Linking Telekurs’ and Standard & Poor’s ISIDPlus to the DUNS Number database will give users the ability to track the businesses whose issued securities they trade. DUNS Numbers are unique identifiers assigned by Dun & Bradstreet to corporate entities. DUNS Numbers are assigned only after confirmation of a business’s existence by multiple data sources. The standard is used for business identification by, among others, the U.S. government, which insists on its contractors’ having an available DUNS Number.
The DUNS Number is comprised of a number of elements:
- Global Ultimate – the highest ranking member of a corporate family globally.

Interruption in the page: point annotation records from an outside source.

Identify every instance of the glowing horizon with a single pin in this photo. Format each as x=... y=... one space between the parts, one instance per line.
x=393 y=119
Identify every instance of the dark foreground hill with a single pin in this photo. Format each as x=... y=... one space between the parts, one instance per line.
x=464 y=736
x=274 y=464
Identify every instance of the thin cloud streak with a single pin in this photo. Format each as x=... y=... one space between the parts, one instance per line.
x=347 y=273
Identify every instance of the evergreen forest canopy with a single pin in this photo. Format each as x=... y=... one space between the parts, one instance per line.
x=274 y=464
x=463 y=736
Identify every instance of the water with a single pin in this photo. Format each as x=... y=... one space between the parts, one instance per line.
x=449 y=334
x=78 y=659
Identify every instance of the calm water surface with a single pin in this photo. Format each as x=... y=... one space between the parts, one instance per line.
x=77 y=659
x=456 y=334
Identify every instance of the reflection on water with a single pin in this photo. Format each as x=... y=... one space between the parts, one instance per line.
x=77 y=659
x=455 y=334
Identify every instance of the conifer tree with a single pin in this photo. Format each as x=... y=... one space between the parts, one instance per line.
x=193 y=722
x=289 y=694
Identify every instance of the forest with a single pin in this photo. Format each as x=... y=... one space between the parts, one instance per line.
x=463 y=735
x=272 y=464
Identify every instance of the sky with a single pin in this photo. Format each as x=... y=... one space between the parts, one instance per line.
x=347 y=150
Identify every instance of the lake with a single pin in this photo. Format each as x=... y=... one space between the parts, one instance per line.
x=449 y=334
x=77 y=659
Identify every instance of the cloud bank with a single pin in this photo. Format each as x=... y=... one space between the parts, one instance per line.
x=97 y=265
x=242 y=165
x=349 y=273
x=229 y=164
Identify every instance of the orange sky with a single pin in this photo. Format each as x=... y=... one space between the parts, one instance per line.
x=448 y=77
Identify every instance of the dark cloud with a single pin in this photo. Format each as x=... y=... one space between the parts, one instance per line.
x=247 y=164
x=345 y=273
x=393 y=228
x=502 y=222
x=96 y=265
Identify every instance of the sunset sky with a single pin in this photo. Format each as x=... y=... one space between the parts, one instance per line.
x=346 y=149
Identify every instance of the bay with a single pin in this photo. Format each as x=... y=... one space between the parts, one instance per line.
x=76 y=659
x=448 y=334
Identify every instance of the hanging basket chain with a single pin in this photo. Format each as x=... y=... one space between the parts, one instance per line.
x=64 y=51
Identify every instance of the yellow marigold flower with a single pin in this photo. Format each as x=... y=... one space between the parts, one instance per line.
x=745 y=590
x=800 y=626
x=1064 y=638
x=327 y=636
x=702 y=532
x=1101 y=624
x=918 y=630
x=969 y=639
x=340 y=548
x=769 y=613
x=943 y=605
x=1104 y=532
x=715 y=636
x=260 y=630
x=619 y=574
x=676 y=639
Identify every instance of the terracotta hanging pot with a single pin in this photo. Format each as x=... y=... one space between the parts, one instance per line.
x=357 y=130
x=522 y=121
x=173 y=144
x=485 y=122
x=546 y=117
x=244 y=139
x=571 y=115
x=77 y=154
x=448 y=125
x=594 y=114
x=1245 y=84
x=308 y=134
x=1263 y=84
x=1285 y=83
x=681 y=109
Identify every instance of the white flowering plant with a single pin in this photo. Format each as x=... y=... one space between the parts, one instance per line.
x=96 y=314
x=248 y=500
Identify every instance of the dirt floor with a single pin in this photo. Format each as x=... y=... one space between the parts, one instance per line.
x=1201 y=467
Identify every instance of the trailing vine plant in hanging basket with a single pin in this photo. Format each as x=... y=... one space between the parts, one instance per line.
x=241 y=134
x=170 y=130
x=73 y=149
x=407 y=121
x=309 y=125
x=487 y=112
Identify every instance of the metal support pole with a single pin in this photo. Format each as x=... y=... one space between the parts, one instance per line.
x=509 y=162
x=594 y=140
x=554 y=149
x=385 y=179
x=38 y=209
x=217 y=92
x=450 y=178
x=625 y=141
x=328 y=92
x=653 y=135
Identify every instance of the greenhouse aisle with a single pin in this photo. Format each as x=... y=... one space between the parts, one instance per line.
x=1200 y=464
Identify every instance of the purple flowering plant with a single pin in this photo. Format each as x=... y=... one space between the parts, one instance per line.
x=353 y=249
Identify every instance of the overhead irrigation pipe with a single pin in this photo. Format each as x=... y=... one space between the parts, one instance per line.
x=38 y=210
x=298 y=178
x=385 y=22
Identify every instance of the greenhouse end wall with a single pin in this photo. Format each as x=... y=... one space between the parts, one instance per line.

- Domestic Ultimate – the highest-ranking member of a corporate family within a specific country.
- Parent Corporation – a company that owns more than 50% of another company.
- Subsidiary – a company that is more than 50% owned by a parent company.
- Headquarters – a company with reporting branches or divisions.
- Branch – a secondary location or operation that is not a separate entity.
During the webinar, the three companies outlined plans for future CrossWalk services. These will include CrossWalk for CUSIP, which will link U.S. municipal and corporate securities from the CUSIP Service Bureau with related Dun & Bradstreet corporate family tree information. Another planned service is the CrossWalk for ANNA Service Bureau, which will similarly link the Dun & Bradstreet data with locally traded global securities from the ANNA Service Bureau.